The process of training and evaluating machine learning (ML) models relies on high-quality and timely annotated datasets. While a significant portion of academic and industrial research is focused on creating new ML methods, these communities rely on open datasets and benchmarks. However, practitioners often face issues with unlabeled and unavailable data specific to their domain. We believe that building scalable and sustainable processes for collecting data of high quality for ML is a complex skill that needs focused development. To fill the need for this competency, we created a semester course on Data Collection and Labeling for Machine Learning, integrated into a bachelor program that trains data analysts and ML engineers. The course design and delivery illustrate how to overcome the challenge of putting university students with a theoretical background in mathematics, computer science, and physics through a program that is substantially different from their educational habits.
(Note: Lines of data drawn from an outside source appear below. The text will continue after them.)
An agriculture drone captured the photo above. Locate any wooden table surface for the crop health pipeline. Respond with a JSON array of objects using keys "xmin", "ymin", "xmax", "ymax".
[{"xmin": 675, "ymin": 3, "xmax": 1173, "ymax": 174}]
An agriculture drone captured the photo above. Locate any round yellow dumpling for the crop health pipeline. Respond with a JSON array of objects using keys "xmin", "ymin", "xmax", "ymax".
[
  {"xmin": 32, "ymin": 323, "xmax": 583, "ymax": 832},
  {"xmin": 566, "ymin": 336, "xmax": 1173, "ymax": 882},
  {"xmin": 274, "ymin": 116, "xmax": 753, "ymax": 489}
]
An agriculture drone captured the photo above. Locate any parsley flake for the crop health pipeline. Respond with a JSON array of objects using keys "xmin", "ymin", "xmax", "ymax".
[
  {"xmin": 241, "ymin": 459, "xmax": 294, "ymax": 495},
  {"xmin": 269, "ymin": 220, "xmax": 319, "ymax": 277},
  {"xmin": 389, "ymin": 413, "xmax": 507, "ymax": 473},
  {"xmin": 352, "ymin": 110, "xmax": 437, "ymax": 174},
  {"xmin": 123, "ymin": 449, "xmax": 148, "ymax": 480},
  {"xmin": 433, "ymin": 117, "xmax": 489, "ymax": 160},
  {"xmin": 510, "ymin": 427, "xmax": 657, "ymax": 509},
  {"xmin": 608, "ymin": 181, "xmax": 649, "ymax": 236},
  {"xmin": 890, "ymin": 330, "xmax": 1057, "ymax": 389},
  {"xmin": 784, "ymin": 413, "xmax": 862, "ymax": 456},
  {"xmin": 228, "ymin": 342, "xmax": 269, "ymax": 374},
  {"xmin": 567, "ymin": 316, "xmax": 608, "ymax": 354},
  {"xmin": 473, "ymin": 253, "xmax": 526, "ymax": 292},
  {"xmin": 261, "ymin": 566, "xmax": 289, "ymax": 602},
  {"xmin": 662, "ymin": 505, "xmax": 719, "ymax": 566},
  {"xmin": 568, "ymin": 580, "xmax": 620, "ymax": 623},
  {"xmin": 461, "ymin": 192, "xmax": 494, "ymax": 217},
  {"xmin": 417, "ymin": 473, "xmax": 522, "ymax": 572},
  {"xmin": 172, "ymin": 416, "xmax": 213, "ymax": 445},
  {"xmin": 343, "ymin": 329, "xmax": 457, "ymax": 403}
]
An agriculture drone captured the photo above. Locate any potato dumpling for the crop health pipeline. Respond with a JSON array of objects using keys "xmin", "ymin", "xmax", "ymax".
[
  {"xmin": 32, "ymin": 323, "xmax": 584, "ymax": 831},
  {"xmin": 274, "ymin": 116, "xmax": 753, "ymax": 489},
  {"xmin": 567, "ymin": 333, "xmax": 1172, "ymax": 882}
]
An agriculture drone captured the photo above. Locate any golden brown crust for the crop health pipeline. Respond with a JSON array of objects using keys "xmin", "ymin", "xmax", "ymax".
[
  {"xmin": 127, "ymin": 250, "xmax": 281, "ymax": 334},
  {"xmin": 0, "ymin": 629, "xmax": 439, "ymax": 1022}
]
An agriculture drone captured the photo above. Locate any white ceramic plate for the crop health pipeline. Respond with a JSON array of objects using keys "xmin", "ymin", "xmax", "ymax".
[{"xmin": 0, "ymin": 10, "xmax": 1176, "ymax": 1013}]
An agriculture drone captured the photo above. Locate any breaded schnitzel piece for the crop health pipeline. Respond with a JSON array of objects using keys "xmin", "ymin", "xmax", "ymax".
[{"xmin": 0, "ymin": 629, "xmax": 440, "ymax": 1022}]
Our goal was to motivate students to focus on practicing and mastering a skill that was considered unnecessary to their work. We created a system of inverse ML competitions that showed the students how high-quality and relevant data affect their work with ML models, and their mindset changed completely in the end. Project-based learning with increasing complexity of conditions at each stage helped to raise the satisfaction index of students accustomed to difficult challenges. During the course, our invited industry practitioners drew on their first-hand experience with data, which helped us avoid overtheorizing and made the course highly applicable to the students’ future career paths.




How to Cite

Zhdanovskaya, A., Baidakova, D., & Ustalov, D. (2023). Data Labeling for Machine Learning Engineers: Project-Based Curriculum and Data-Centric Competitions. Proceedings of the AAAI Conference on Artificial Intelligence, 37(13), 15886-15893.